映画『流浪の月』
【5月31日 記】 映画『流浪の月』を観てきた。凪良ゆうの原作小説の映画化。魂を揺さぶられた。ただし、途中までは――。そのことについては最後に書く。でも、李相日監督らしい、非常に濃密で堅牢な作品になっていたのは確か。
冒頭はブランコに乗った少女を後ろから撮った映像。ただし、カメラは彼女の背後に、常に彼女の頭の高さで、頭のすぐ後ろに固定されている。
だから、バラエティ番組でタレントが頭に自撮りカメラがついたヘルメットを被ってジェットコースターに乗ったときみたいに、少女の頭は常に画面の中央に固定されていて、ブランコが揺れるのに合わせて背景が揺れる。――酔うからやめて、と見ていて思った。
すると次は同じ構図で少女の前から撮る。またも顔が固定されて風景が揺れる。白鳥玉季だ。なるほど、この子を持ってきたか、と思った。彼女の出演ドラマはたくさん観てきた。とても上手い子だ。

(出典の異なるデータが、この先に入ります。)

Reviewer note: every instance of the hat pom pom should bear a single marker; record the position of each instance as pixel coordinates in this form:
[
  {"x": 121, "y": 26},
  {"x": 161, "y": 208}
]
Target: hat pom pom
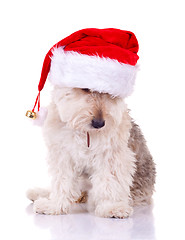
[{"x": 41, "y": 116}]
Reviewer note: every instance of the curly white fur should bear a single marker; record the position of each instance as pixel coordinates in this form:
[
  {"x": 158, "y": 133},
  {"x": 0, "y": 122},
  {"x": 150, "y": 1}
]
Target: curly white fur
[{"x": 107, "y": 165}]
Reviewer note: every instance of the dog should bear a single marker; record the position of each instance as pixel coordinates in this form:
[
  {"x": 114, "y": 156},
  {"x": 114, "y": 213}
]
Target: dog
[{"x": 96, "y": 154}]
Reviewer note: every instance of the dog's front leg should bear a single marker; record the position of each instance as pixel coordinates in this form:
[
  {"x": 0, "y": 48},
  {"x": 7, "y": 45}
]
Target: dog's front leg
[
  {"x": 65, "y": 189},
  {"x": 110, "y": 194}
]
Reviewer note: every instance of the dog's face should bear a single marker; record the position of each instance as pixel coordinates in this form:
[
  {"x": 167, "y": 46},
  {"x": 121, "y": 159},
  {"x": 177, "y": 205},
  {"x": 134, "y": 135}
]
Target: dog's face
[{"x": 85, "y": 110}]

そして、そう言えばなるほど広瀬すずにも少し似ている。
主人公の家内更紗の少女時代を白鳥が、15年後を広瀬が演じている。
話をカメラに戻すと、カメラマンはこういう構図が好きみたいで、他にも同じような画を作っている。
こちらに歩いてくる更紗を固定カメラで撮るのではなく、後退りしながら彼女の顔を中央に、サイズを一定のまま撮って、背景を後ろに流して行く。あるいは走る車を上空からカメラに収めるときにも同じようなカットがあった。
カメラマンは韓国のホン・ギョンピョ。『パラサイト 半地下の家族』などを撮った名匠とのことだ。

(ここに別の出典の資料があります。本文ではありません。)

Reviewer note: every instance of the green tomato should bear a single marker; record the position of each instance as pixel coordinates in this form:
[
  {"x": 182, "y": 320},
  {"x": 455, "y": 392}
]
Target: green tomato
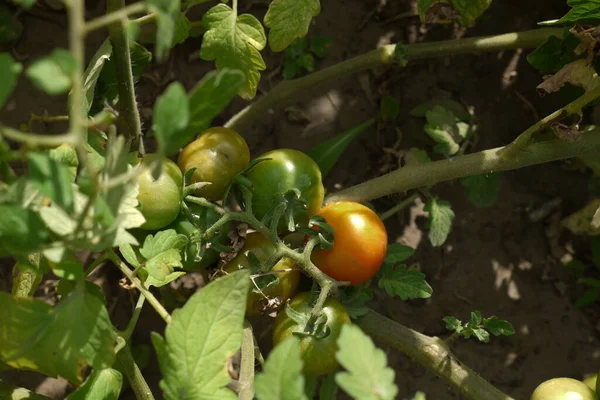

結構強烈なフォーカスアウト、フォーカスインも目立った。そして、タイトルの一部になっている月だけではなく、雲やら青空やら鳥やらの風景のインサートも多く、全体に凝りに凝った画作りという感じ。李監督は韓国語ができるのだそうで、だからこそこんな職人のカメラマンと組んで映画を作ることができたんだろう。